DATA 3554 Introduction to Data Mining, Machine Learning & AI
Students learn basic principles of data mining which include methods for locating, extracting, processing, determining appropriate methods for handling and ultimately extracting useful knowledge from raw data. Topics to be covered include: data extraction, cleaning, and other preprocessing tasks of data, classifications, clustering, transformation, pattern recognition, anomaly detection, machine learning, artificial intelligence, and overall knowledge discovery. Prerequisites: DATA 2553.
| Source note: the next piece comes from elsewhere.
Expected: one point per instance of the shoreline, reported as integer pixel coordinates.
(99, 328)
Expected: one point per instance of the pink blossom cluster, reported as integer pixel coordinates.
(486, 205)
DATA 4552 Introduction to Big Data
A course that looks at the concept of “Big data.” “Big data is data that contains greater variety arriving in increasing volumes and with ever-higher velocity. This is known as the three Vs.” -Gartner Trends in big data include new technologies for data storage, new tools to mine data from these huge datasets, new database technologies to address the three Vs. Open Source tools will primarily be utilized. Prerequisites: DATA 3554.
DATA 4653 Data Analytics Capstone
An independent research project done at the senior level. It involves a project supervised by a faculty member. The number of hours required is a minimum 15 contact hours for each credit hour and depends on student interest, standing, and background. Prerequisites: senior standing.